No. 2 star: Brandon Phillips (1-for-3, 3-run HR) Phillips came close to a homer with a nice drive that was caught in the second inning. In the fourth, he got all of a C.J. Wilson 1-1 pitch and launched it well over the left field fence. His move to the cleanup spot for Ryan Ludwick is already paying off.
“When you hit fourth, you’re No. 1 goal is to drive in runners,” Phillips said. “That’s what I tried to do. I’m not worried about my batting average. I’m not worried about getting anybody over. I’m not worried about bunting.
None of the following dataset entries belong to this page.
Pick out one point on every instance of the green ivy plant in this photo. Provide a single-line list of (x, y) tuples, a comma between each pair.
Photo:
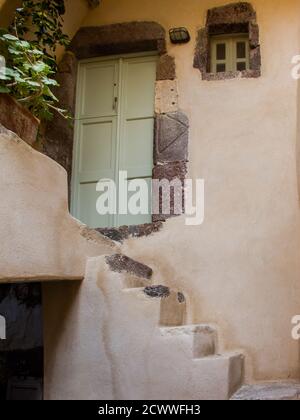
[(41, 22), (31, 63)]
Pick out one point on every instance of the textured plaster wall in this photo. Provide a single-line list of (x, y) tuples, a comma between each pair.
[(241, 268), (40, 240)]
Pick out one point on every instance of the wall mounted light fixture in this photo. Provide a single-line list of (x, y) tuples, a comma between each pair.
[(179, 35)]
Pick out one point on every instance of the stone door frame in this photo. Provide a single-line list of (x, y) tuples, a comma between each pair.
[(171, 125)]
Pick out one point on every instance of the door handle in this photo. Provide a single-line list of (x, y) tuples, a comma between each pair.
[(115, 104)]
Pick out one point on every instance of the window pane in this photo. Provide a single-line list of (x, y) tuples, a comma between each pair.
[(221, 68), (241, 66), (241, 49), (221, 51)]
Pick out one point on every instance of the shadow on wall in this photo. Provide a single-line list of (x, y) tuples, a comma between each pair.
[(59, 310), (21, 353)]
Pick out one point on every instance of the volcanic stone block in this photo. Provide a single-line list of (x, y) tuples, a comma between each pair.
[(120, 264), (176, 172), (129, 37), (166, 68), (166, 96), (231, 13), (171, 137)]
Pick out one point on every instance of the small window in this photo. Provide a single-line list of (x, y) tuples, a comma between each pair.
[(230, 53)]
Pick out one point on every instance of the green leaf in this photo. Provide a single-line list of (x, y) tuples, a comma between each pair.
[(4, 89), (32, 83), (10, 37), (23, 44), (49, 82), (40, 67)]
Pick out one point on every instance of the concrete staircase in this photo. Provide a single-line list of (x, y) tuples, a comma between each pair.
[(175, 360), (269, 391)]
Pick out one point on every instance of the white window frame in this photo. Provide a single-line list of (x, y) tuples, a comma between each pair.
[(231, 59)]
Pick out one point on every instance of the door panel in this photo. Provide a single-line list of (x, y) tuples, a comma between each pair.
[(99, 88), (139, 82), (137, 148), (140, 219), (114, 132), (87, 207), (97, 151)]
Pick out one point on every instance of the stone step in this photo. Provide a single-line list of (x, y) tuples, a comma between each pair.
[(197, 340), (269, 391), (219, 376)]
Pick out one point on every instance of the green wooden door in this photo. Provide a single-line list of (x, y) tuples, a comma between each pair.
[(113, 132)]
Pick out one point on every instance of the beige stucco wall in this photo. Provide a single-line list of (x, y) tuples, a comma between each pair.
[(40, 240), (241, 268), (76, 11)]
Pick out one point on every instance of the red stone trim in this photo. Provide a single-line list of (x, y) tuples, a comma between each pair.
[(232, 18)]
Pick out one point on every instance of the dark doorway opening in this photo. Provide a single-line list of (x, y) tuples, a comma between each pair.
[(21, 352)]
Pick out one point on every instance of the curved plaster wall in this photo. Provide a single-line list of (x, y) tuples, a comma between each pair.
[(39, 238), (241, 268)]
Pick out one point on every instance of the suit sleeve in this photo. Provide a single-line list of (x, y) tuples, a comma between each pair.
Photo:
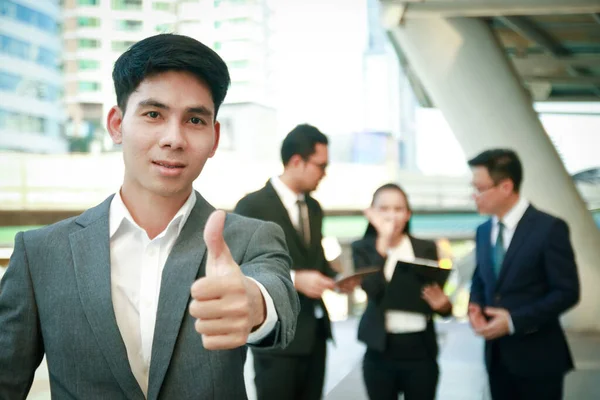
[(562, 281), (477, 286), (21, 348), (365, 256), (267, 261)]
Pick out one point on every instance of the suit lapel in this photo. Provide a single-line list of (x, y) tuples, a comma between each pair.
[(90, 247), (182, 268), (284, 218), (522, 231)]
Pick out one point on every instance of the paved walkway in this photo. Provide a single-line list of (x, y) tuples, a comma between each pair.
[(462, 377)]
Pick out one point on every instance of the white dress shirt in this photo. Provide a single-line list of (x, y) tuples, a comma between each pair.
[(510, 221), (290, 199), (136, 270), (397, 321)]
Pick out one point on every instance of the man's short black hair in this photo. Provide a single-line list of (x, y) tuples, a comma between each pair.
[(501, 164), (301, 140), (169, 52)]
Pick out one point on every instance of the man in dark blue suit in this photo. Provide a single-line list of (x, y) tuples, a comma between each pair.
[(525, 279)]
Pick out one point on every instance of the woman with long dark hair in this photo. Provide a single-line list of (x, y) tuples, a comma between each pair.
[(402, 349)]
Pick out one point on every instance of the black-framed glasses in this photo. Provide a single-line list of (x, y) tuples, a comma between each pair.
[(321, 166)]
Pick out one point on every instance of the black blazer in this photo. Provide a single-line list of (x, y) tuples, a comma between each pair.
[(538, 282), (266, 205), (371, 329)]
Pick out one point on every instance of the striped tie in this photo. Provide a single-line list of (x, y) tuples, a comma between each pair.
[(303, 223), (499, 249)]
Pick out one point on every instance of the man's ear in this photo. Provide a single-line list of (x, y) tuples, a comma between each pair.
[(217, 138), (295, 160), (113, 124)]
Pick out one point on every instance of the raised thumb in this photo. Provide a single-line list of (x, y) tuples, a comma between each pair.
[(218, 257)]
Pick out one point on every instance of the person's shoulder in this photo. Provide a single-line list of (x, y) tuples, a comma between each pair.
[(422, 242), (60, 231), (237, 221), (365, 242), (252, 198)]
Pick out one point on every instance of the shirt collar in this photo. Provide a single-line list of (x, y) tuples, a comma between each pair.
[(288, 196), (119, 213), (512, 218)]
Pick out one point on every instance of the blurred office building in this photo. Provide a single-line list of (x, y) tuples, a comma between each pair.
[(96, 32), (31, 114)]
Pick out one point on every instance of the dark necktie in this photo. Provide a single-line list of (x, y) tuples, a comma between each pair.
[(499, 249), (303, 223)]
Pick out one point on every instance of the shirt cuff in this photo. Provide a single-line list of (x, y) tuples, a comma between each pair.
[(511, 326), (270, 319)]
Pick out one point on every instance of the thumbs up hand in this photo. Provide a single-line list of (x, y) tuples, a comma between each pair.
[(226, 304)]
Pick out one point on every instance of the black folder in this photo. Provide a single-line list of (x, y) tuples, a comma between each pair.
[(403, 292)]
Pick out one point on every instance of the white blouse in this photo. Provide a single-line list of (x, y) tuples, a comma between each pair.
[(397, 321)]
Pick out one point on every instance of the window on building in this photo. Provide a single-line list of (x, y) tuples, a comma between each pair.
[(127, 5), (84, 65), (161, 6), (165, 28), (26, 15), (238, 64), (15, 47), (47, 58), (20, 122), (88, 43), (9, 82), (121, 45), (87, 86), (128, 25), (88, 22)]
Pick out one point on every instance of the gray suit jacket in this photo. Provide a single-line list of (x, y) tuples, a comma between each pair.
[(55, 299)]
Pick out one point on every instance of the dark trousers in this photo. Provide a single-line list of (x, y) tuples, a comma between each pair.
[(291, 377), (386, 377), (507, 386)]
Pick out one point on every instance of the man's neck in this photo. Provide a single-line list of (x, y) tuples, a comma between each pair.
[(289, 182), (152, 212), (510, 204)]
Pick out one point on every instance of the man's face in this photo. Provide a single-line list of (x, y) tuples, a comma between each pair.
[(490, 197), (167, 133), (313, 169)]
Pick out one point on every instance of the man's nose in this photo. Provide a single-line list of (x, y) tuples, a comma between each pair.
[(173, 136)]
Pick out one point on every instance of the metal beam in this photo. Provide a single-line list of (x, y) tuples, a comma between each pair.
[(524, 27), (415, 83), (547, 61), (494, 8), (579, 80)]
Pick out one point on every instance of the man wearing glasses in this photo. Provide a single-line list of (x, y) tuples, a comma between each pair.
[(298, 371), (525, 278)]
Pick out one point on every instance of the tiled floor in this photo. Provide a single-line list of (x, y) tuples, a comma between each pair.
[(462, 376)]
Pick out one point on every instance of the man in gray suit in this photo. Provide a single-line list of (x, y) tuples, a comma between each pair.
[(128, 300)]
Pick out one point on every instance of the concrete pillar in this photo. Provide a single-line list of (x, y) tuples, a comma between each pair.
[(469, 78)]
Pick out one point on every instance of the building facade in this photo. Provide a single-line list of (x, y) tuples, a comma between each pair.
[(31, 115)]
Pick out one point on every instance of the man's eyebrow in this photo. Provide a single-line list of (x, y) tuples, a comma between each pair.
[(152, 103), (200, 110)]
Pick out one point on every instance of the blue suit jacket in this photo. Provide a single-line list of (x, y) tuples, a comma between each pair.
[(537, 283)]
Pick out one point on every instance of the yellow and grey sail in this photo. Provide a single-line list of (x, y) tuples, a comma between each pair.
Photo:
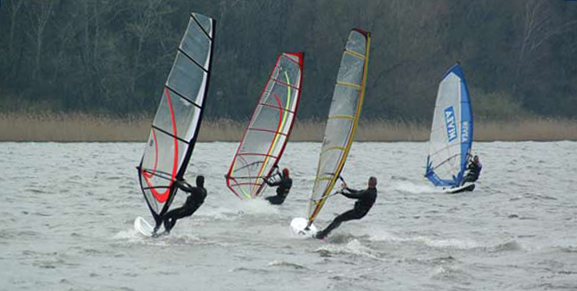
[(342, 120)]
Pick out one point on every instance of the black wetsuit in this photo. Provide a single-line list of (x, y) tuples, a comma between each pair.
[(366, 199), (474, 172), (284, 185), (193, 202)]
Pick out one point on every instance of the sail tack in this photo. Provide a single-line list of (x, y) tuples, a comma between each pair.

My job is to drive in runners.”
No. 1 star: Joey Votto (1-for-3, RBI single, two walks) After the Chris Heisey sac bunt in the ninth moved Shin-Soo Choo to second base, Votto hit a first-pitch breaking ball through the right side for the game winner that snapped a 4-4 tie.
Votto, who got his first hit of the season, was not expecting an intentional walk there.
“I needed to be prepared for whatever I was going to be presented with. I assumed nothing,” Votto said. “I was pitched to. I was prepared beforehand so I wasn’t stunned if they were going to pitch to me or if they were going to walk me. I want to be surprised every time I get intentionally walked. That’s what I tried to do. I think that’s the right way to play the game.”
*Reds pitchers have totaled 27 strikeouts through two games — including 10 on Wednesday.
*Had the game gone to extras, it would have been the first time since 1943 the Reds played more than nine innings in each of the first two games of a season.